Die Geschichte vom toten Kind

Michael Collins hat einen verstörend unprätentiösen Krimi vorgelegt

Von Walter DelabarRSS-Newsfeed neuer Artikel von Walter Delabar

Besprochene Bücher / Literaturhinweise

Ein ganz unscheinbares Buch, das übliche Taschenbuchcover, das schnell knickt und gelesen aussieht, eine unscheinbare Geschichte, die ganz normal anfängt: ein abgehalfteter Cop, den seine Frau abgeschoben hat, der vor Depressionen morgens kaum aus dem Bett kommt, dem das Geld nicht reicht, das er verdient, der auch mit seiner Freundin kaum spricht, und der jeden faulen Deal eingeht, wenn ihn Bürgermeister und Polizeichef darum bitten.

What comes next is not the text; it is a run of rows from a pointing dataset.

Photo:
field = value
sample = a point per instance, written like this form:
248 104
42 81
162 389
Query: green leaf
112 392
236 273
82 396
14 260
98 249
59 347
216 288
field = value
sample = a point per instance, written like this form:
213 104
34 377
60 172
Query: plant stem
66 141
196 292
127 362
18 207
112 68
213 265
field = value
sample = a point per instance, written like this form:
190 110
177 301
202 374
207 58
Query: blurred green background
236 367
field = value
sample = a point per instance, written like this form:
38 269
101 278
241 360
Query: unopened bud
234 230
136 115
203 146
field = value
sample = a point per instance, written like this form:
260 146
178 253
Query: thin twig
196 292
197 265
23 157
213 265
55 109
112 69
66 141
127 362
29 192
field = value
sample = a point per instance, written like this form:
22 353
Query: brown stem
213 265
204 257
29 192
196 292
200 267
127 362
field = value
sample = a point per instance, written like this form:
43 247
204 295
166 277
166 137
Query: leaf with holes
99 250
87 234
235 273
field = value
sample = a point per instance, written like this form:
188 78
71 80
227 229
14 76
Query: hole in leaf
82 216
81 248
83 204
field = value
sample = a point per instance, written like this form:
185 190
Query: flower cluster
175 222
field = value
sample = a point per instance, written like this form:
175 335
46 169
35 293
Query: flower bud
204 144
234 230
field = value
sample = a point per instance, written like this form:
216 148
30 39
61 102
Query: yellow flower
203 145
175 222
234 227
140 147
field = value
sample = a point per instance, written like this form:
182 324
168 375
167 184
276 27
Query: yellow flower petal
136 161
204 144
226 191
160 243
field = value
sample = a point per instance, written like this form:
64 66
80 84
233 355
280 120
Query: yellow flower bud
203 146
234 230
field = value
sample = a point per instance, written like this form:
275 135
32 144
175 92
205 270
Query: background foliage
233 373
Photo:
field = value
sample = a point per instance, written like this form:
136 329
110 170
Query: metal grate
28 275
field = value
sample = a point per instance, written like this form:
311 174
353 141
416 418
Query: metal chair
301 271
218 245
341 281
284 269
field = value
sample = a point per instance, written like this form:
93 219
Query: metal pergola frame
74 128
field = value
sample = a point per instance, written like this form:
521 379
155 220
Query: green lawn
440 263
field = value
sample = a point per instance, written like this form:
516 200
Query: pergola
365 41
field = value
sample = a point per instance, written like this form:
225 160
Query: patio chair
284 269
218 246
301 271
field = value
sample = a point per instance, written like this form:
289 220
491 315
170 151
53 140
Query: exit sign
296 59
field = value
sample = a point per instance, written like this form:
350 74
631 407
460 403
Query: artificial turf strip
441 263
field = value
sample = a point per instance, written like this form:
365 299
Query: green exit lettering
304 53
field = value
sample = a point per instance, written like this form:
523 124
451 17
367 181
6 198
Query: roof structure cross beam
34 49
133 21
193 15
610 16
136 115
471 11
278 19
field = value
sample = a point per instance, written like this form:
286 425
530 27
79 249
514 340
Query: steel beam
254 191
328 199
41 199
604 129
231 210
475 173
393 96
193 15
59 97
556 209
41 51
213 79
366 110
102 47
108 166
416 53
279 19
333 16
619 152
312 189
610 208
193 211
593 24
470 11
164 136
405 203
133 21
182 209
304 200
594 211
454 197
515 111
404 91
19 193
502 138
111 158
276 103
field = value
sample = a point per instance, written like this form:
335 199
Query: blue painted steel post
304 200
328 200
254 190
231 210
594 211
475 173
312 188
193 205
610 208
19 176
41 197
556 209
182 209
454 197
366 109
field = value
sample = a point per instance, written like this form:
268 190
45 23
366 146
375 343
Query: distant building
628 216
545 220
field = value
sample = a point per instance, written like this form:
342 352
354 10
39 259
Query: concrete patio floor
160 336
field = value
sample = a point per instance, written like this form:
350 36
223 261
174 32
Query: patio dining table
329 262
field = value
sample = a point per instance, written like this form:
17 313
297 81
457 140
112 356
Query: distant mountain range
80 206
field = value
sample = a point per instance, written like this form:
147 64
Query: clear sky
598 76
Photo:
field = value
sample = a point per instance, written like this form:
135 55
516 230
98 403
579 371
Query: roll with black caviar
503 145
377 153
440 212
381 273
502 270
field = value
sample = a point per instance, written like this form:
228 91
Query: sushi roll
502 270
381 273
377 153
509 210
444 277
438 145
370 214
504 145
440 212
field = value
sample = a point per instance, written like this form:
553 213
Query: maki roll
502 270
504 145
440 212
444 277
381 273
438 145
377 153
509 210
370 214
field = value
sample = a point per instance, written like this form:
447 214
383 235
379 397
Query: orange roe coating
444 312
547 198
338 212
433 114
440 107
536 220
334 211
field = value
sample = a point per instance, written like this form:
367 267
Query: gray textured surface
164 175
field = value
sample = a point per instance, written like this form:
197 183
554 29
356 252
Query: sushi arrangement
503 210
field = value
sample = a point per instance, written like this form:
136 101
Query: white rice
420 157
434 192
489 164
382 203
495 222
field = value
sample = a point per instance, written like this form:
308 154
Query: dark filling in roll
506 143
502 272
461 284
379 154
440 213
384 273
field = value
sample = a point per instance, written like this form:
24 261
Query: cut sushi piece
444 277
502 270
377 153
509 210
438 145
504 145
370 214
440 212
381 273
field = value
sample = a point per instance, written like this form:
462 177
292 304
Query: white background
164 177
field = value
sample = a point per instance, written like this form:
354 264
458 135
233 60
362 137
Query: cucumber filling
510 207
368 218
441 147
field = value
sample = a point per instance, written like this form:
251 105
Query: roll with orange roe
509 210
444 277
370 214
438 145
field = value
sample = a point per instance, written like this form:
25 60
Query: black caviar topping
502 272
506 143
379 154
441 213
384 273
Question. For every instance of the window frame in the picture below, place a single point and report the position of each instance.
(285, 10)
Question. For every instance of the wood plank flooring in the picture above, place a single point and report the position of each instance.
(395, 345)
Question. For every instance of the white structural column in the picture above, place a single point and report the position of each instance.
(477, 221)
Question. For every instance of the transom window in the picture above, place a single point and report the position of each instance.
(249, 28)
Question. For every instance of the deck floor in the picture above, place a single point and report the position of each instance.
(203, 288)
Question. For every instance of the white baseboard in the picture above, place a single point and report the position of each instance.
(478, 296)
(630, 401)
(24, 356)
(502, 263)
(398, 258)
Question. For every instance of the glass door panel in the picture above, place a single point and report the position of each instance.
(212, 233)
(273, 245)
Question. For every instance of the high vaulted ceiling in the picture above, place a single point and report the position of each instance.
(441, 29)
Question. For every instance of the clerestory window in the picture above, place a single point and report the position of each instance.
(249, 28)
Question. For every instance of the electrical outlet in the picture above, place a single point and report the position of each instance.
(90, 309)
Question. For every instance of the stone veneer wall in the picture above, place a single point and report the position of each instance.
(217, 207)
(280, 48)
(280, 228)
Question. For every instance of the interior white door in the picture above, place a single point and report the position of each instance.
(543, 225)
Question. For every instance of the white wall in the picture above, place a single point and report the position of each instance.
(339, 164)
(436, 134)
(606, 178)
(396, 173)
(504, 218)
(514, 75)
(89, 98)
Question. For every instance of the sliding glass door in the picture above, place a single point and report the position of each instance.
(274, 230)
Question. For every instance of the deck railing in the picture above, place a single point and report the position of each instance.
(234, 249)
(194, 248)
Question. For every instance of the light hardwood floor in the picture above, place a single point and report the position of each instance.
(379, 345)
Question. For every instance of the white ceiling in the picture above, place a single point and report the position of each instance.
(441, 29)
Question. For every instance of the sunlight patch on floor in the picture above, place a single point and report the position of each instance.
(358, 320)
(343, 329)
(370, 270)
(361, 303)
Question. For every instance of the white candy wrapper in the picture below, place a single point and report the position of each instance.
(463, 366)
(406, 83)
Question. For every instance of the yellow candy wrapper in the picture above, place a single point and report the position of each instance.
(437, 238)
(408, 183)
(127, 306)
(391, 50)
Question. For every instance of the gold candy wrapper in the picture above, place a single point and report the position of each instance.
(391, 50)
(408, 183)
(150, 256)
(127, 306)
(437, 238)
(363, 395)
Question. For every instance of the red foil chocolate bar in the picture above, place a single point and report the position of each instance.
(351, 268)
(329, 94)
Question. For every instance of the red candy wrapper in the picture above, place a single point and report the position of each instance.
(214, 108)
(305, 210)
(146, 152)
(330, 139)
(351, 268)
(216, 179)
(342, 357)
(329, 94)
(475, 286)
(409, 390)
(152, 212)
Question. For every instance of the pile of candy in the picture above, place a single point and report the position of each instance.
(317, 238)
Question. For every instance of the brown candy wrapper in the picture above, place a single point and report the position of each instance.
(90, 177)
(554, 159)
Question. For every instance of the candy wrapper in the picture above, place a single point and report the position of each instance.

Was ist passiert? Eines Abends (Halloween) verschwindet das dreijährige Kind einer jungen, alleinstehenden Frau aus der Wohnung und wird später von Lawrence, unserem Polizisten, aufgefunden. Tot. Von einem Auto überfahren, dessen Fahrer offensichtlich aus Übermut Schlangenlinien gefahren ist - Halloween, der Sturm hat die Laubsäcke überallhin verweht, und kann man denn ahnen, dass sich eine Dreijährige ausgerechnet an die Straße legt, um einzuschlafen? Aus dem Fall wird aber kein Fall, weil der einzige Verdächtige, dessen Wagen am Unfallort gesehen worden ist, der Jungstar der örtlichen Football-Mannschaft ist, der Quarterback, das Herz der Mannschaft. Gerade jetzt steht ein wichtiges Spiel vor der Tür. Und das Letzte, was man im Ort brauchen kann, der endlich wieder einmal die Chance hat, in die nationalen Schlagzeilen zu kommen, ist ein Quarterback, der wegen Fahrerflucht in den Knast muss.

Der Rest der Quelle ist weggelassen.